The creation of Pakistan had been a symbol of immense hope for India’s Muslim refugees. They arrived from all parts of India: young and old, rich and poor, by train and by bus. Those who crossed the border by foot hoped to achieve the prosperity that they never dreamed of attaining in the predominantly Hindu India. In a short time, they would give up hopes of finding job opportunities in the rural areas of Sindh and begin to converge on Karachi.
Twenty years later, I saw how the convergence of ethnic groups, fighting over a shrinking economic pie, would stoke the fires of intolerance and political instability. Until such a time, Karachi was a clean and quiet city. We took leisurely walks at night around the city’s showpiece, Frere Hall, enjoying the cool summer breeze from the Arabian Sea.
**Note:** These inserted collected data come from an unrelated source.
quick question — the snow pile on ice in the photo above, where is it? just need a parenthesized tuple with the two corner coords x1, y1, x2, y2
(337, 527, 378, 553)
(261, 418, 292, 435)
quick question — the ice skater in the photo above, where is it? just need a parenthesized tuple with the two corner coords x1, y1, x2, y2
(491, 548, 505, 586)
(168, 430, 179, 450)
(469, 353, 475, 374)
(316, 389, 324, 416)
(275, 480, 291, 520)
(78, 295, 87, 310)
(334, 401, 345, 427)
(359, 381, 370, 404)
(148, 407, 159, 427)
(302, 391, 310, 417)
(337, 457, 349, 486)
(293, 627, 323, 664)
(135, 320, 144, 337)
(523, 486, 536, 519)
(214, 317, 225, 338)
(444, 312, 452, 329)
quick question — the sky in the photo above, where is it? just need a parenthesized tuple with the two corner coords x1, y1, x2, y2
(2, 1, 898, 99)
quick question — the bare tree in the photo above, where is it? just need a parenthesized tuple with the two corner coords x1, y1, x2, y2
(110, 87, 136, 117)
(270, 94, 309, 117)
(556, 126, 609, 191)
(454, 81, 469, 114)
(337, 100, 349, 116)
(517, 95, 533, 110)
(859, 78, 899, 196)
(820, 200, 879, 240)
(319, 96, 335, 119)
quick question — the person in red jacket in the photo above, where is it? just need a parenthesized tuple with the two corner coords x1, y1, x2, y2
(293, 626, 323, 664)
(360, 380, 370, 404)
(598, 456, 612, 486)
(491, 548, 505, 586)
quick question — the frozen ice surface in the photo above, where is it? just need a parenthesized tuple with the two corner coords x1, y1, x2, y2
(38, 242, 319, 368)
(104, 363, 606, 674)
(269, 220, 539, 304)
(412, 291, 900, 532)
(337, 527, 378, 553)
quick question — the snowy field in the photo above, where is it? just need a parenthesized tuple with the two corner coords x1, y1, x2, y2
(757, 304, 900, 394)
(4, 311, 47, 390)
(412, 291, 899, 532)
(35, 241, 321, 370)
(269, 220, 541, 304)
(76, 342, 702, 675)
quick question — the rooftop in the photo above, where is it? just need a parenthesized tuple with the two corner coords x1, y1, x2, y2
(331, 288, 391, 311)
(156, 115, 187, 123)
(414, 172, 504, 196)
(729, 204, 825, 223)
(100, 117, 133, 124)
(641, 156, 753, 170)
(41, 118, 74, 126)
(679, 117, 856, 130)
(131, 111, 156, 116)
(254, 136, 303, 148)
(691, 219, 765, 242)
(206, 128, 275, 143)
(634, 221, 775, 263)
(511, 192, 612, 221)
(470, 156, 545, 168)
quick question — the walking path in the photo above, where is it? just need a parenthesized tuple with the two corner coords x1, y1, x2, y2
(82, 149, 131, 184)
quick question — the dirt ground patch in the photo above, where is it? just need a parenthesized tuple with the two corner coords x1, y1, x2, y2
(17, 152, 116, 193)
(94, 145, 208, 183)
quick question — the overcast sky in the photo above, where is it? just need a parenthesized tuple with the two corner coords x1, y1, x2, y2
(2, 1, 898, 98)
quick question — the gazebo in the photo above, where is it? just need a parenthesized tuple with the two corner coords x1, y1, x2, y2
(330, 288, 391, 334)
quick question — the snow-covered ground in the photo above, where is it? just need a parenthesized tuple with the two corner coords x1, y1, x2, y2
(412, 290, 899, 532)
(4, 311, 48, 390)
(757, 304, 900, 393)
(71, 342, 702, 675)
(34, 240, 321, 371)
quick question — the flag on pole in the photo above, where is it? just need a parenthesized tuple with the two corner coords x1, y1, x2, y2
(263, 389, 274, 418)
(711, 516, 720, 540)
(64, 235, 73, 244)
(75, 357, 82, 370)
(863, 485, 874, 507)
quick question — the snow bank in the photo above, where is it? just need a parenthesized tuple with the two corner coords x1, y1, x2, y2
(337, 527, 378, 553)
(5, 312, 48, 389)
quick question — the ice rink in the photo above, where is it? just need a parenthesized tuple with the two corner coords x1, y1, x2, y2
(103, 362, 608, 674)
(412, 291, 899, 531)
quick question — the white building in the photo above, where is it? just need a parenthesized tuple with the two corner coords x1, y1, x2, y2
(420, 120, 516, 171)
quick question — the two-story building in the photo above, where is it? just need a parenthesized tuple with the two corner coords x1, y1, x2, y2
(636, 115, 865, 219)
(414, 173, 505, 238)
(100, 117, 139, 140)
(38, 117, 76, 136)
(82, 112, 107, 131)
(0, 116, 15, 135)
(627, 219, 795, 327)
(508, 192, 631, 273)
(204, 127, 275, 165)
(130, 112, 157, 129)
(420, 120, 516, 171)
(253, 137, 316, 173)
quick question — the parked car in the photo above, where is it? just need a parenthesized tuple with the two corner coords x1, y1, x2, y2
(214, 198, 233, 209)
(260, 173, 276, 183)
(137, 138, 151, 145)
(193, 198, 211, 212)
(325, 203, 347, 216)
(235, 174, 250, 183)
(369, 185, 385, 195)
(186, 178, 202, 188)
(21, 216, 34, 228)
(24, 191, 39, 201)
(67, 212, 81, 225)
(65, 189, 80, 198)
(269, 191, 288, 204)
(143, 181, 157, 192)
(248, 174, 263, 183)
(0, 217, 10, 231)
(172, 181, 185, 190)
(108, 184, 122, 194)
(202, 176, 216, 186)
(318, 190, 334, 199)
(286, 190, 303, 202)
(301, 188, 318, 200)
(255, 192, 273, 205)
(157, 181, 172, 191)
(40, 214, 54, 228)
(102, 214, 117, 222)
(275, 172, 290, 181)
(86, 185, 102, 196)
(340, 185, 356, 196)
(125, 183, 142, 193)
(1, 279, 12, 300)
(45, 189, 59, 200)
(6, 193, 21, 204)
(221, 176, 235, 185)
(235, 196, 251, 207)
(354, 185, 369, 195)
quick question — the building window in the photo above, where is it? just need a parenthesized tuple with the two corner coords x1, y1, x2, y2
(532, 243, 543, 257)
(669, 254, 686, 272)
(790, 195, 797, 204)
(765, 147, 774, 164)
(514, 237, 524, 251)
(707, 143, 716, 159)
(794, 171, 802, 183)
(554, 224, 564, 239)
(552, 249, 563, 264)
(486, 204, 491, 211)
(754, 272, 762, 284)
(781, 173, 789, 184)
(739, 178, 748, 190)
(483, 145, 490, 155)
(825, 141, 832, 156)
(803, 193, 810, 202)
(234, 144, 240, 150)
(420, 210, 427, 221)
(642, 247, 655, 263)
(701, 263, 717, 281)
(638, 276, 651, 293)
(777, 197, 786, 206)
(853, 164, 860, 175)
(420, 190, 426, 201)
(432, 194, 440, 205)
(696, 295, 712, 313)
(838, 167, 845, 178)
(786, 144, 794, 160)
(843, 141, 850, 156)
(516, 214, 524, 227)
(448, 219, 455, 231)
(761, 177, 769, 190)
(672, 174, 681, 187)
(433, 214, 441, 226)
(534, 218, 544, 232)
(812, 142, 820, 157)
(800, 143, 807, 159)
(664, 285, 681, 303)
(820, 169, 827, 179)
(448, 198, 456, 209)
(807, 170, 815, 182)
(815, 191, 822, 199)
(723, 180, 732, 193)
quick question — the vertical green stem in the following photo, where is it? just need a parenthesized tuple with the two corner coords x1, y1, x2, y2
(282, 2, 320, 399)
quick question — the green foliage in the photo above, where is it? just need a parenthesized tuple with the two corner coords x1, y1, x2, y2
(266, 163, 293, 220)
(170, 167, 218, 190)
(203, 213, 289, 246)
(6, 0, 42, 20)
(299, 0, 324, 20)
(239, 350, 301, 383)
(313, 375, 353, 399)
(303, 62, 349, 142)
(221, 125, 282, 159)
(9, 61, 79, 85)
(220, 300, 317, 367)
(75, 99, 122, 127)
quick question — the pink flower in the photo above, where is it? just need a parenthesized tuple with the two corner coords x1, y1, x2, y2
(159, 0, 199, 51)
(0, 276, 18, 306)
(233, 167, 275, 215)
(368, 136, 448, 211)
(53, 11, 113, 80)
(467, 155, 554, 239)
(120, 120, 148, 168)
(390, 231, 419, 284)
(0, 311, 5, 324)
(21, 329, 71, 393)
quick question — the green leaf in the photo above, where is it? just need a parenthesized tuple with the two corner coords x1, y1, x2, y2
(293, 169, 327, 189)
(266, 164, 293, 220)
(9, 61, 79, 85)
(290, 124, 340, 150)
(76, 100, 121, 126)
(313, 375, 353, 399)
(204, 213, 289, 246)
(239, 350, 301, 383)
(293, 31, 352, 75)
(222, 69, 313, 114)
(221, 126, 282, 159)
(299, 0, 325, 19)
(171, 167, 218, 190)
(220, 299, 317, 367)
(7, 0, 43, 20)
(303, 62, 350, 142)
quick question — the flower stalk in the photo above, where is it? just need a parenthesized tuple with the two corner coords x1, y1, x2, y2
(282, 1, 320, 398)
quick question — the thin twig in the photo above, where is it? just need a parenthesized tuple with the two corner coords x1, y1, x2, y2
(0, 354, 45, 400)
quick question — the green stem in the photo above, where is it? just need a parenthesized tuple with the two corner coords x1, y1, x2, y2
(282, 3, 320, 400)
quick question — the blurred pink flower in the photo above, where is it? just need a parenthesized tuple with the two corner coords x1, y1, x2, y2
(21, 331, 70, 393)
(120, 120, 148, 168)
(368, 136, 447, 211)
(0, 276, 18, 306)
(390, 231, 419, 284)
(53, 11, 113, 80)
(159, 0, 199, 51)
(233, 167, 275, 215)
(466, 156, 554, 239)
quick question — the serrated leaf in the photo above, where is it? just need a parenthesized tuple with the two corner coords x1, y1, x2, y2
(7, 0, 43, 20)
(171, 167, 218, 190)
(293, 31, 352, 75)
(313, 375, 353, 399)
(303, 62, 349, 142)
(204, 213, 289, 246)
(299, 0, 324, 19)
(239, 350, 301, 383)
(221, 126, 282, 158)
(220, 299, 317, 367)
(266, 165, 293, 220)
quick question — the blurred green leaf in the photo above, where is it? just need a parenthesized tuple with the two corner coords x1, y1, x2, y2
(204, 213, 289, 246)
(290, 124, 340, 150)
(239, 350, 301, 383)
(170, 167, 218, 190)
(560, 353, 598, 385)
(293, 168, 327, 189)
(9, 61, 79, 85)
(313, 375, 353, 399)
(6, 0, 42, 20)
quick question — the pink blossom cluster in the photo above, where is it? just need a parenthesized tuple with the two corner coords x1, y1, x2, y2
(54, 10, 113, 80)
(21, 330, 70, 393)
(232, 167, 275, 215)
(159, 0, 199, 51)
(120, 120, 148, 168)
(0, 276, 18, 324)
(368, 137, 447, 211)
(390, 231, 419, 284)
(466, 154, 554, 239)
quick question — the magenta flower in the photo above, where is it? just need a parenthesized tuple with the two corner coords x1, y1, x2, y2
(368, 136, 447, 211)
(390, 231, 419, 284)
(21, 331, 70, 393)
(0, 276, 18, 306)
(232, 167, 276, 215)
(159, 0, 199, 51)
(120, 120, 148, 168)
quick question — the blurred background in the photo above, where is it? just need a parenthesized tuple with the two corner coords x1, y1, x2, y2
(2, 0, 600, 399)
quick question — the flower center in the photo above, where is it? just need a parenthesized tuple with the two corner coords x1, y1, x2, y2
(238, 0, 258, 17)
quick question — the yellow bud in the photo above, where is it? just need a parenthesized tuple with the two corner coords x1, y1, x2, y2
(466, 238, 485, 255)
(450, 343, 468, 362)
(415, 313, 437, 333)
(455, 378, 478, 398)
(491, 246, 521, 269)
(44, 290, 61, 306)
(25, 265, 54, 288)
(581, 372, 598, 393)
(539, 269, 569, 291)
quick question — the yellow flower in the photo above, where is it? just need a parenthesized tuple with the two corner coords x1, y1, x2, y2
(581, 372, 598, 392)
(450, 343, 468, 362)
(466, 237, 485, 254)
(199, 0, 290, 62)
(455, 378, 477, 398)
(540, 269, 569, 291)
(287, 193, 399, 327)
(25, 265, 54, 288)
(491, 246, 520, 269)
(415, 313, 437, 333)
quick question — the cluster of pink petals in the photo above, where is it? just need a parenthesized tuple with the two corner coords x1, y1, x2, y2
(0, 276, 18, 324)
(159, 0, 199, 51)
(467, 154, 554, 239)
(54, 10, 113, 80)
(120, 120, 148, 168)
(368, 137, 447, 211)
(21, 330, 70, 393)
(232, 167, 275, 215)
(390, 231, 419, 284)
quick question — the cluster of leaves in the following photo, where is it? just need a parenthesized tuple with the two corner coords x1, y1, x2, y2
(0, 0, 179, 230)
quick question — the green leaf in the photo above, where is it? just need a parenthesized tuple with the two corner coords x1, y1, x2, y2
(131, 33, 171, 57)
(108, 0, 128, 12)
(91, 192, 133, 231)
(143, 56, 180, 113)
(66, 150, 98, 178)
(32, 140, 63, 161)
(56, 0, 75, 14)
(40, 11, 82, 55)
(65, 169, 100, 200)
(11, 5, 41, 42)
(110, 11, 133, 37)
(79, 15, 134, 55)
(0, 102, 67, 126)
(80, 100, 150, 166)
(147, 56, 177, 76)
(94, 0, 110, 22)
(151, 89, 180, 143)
We could not have predicted that the well-planned British-built city of Karach
i would grow into a sprawling, unplanned metropolis and a hotbed for ethnic and sectarian violence. Nor could we foresee that the US consulate located across Frere Hall would become a repeated target of bomb attacks, with its fortified presence becoming symbolic of anti-American sentiment.
Back then, as my father’s antique Austin car inched its way through the city, I sat up and watched for new titles of English movies screened at Rex, Palace, Odeon and Lyric cinema houses. Perched on top of the Bambino cinema house, owned by Hakim Ali Zardari – father of President Asif Ali Zardari – was the object that made me sit up with special interest: a flashing blue neon sign with the image of a woman dancer gyrating her hips.
Inside, wide-eyed audiences watched classic movies like Toby Tyler and Gone with the Wind. It did not matter that the crowds did not understand English. Through the movies came the images of Western culture – where women mixed freely with men – and one saw the trappings of great material wealth and progress.
Roots in Pakistan
My late father came from a large Sindhi Ismaili business family of 14 brothers and sisters. For decades, he conducted the family business: traveling through the barren hills of Balochistan and Sindh to buy wool and goat hair, which he exported as raw material for the carpet industry in Europe and the Middle East. His business brought him into contact with the Western world and his narratives fired my interest in foreign lands.
My father was 41 years old when I was born, the youngest of five children. I grew close to him when he had already seen much of the world. At the same time, age never got in the way of his tremendous zest for life. Being highly sociable, outgoing and a humanist, he confided to me that he should never have become a businessman. Instead, as he later saw me enjoy my profession, where I traveled, met people and got published every day, he told me that he wished that he too had been a journalist.
As a young man, my father used his business opportunities to travel abroad, at times taking my mother with him. Back home, we saw pictures of him aboard the Queen Elizabeth ocean liner, smiling in a felt hat and tie as he shared a meal with Europeans. His deep admiration for the West was reflected in the black and white movies of New York and Europe in the 1950s that he brought back from his travels, of which he held special viewings for the family.